Every prospective geologist must go to field camp before they graduate. If you graduate from a large school, then you go to field camp with your fellow geology students whom you have known for years. But if you go to a smaller school, like me, which doesn’t have their own camp, then you end up going to a larger school’s field camp. So basically I went to field camp with four of my classmates and somewhere around thirty strangers.

That may not sound so bad unless you know what field camp is all about. I showered in group showers with the girls (including my professor’s wife). I climbed mountains with the guys and had to hide behind tiny scrub bushes when I had to go to the bathroom (no restrooms on the side of a mountain). We froze together in the beginning of the season, we got heat stroke together near the end, and suffered through rashes, spider bites, and rattlesnakes. We hung off the side of unstable cliffs two hundred feet up from the highway (well, I didn’t, but I bit my nails twenty feet back from the edge). We worried over one of our professors, some 70 plus years old, who would waver and sway on the trails.
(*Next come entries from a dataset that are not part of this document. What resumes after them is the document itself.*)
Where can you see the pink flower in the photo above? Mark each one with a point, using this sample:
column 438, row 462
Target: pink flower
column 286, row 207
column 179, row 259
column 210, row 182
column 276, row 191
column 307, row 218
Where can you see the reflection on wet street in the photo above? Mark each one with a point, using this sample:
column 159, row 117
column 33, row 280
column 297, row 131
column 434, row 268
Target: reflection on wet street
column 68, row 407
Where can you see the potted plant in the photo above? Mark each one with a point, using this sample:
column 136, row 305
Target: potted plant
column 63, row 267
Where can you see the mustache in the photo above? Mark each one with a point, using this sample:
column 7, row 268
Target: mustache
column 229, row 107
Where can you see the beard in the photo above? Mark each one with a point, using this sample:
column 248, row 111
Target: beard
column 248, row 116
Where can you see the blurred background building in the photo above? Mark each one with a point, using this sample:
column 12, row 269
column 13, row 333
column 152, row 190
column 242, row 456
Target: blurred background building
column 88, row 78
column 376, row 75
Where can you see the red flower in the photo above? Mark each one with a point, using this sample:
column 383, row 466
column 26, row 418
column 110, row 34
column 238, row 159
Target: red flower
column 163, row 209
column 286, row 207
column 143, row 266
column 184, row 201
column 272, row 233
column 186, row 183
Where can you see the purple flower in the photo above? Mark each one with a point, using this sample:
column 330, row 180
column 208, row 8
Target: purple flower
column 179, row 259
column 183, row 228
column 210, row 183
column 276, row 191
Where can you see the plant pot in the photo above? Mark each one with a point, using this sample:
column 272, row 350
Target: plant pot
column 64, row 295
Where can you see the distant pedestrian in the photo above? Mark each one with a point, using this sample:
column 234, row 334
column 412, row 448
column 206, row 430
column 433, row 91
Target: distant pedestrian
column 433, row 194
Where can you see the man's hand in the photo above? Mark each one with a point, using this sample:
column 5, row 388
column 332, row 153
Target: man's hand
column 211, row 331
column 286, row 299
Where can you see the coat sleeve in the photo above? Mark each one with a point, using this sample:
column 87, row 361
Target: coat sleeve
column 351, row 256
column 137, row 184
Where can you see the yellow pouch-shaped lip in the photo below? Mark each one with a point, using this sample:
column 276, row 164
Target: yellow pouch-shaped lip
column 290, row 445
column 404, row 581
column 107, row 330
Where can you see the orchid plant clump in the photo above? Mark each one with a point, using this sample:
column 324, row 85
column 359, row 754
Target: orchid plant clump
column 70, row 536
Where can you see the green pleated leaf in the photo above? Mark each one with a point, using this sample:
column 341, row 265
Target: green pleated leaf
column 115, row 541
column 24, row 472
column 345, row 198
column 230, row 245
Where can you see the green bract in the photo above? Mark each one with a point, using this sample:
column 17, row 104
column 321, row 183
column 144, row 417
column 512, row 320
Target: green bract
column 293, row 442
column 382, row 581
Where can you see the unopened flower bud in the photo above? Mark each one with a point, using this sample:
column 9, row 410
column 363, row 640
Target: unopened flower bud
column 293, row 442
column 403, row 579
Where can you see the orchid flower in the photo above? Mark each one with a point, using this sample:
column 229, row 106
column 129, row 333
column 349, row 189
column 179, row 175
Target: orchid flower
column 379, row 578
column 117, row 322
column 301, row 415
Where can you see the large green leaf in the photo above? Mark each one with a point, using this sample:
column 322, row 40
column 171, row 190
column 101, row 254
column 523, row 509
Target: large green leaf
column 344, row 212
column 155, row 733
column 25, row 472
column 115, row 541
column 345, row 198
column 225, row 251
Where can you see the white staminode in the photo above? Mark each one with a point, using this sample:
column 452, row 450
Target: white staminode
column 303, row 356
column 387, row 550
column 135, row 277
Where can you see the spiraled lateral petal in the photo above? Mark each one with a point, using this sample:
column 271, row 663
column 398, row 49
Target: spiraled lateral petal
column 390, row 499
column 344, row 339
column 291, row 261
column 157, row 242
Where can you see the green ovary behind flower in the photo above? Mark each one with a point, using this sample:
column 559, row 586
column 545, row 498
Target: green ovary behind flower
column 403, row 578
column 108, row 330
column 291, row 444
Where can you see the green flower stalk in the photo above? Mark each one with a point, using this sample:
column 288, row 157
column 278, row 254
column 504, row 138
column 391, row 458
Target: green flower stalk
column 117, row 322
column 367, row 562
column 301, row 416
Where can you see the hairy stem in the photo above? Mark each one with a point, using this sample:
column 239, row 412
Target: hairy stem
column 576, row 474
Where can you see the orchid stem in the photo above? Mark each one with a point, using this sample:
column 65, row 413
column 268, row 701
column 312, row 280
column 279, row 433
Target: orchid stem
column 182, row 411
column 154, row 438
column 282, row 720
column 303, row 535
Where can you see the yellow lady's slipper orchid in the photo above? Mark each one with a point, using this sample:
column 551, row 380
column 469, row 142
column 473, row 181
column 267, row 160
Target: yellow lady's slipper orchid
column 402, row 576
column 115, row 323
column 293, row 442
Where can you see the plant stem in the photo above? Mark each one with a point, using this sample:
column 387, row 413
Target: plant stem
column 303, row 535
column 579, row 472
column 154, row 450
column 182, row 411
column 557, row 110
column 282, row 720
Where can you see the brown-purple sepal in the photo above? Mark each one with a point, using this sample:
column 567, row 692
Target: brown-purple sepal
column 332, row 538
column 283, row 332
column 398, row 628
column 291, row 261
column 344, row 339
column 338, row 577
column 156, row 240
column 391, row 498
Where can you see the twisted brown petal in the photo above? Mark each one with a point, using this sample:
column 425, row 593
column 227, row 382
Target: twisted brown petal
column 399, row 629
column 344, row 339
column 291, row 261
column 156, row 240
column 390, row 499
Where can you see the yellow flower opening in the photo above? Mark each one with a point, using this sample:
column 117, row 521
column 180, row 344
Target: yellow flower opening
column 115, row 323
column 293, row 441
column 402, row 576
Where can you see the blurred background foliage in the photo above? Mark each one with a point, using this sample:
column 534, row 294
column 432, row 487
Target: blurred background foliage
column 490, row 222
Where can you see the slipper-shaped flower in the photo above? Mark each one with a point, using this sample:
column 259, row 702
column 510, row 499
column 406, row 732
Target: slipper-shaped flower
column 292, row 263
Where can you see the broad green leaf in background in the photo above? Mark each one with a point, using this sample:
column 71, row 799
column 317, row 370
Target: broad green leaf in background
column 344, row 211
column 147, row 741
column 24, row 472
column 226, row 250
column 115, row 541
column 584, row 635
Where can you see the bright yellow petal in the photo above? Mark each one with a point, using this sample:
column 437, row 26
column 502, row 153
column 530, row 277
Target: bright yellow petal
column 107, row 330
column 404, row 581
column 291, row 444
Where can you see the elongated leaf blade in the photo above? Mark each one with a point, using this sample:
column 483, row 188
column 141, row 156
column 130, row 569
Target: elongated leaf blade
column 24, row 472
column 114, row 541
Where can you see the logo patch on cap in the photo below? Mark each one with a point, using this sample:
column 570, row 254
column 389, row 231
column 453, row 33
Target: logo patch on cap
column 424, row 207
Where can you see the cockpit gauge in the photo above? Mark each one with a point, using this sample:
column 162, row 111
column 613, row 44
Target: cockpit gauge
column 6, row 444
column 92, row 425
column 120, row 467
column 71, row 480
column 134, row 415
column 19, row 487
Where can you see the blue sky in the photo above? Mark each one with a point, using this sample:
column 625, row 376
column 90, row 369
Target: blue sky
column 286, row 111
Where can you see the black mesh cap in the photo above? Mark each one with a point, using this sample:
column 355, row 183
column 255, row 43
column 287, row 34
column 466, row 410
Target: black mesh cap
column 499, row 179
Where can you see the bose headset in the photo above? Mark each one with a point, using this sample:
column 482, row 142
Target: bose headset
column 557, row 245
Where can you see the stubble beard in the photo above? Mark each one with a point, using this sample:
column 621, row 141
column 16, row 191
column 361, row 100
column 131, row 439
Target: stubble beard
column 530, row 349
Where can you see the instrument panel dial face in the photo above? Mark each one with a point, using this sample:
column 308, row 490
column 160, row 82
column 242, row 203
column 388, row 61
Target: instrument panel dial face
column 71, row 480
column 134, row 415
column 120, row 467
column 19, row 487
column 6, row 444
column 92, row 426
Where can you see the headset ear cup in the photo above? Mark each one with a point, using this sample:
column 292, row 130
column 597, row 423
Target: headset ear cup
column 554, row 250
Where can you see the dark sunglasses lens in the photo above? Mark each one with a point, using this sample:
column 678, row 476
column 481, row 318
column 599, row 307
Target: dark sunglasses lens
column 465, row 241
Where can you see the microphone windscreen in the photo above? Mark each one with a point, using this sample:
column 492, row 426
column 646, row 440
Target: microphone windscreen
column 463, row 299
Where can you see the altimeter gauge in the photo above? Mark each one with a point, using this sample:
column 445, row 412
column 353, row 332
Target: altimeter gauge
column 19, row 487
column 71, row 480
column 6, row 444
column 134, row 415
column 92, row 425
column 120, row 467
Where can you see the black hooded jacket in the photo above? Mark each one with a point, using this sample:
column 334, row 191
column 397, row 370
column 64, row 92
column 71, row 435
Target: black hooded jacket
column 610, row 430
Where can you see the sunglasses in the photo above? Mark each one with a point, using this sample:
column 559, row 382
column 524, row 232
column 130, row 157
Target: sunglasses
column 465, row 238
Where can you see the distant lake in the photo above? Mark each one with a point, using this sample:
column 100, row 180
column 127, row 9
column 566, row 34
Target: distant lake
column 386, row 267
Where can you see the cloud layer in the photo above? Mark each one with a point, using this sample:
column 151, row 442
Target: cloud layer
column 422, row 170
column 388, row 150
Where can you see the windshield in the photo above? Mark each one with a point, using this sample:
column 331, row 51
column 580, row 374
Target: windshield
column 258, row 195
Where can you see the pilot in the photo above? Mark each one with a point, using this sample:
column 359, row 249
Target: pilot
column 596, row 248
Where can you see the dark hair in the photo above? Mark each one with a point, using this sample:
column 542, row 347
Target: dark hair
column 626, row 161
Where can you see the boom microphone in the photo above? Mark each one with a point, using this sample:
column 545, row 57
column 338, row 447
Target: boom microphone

He almost fell to his death at least five times. Thankfully, he survived field camp, as did the rest of us.

I came to know those thirty strangers quite well, but what pulled me through the struggles of field camp wasn’t my companions. It was my love of rocks, especially fossils. I came back with fossils of cyanobacteria (called stromatolites), gastroliths (stones used by some dinosaurs to grind up food in their bellies), nautiloids and more brachiopods (ancient clam shells) than I could count. Like most fossils, these are grouped together in deposits of different rocks and don’t usually overlap, with the exception of nautiloids and brachiopods.

At the time, I didn’t question anything my professors said at camp. I believed them when they said the fossilized animals lived hundreds of millions of years apart. And I never asked why they believed this. Later, I discovered the reason. Because the fossils are found in such discrete groups and because my professors believed the rocks were laid down slowly with burial occurring during local floods. However, I came to realize the discrete groups of fossils could just as easily be explained by the burial of animals living in different habitats, as the water rose during a global flood.

One global flood or many local ones? I look to the Bible for my answer and what I see in the rock record gives me no reason to doubt it. Fossils are the remnants of amazing creatures, many now extinct, that our creator left for us to appreciate. Even the rocks declare His majesty.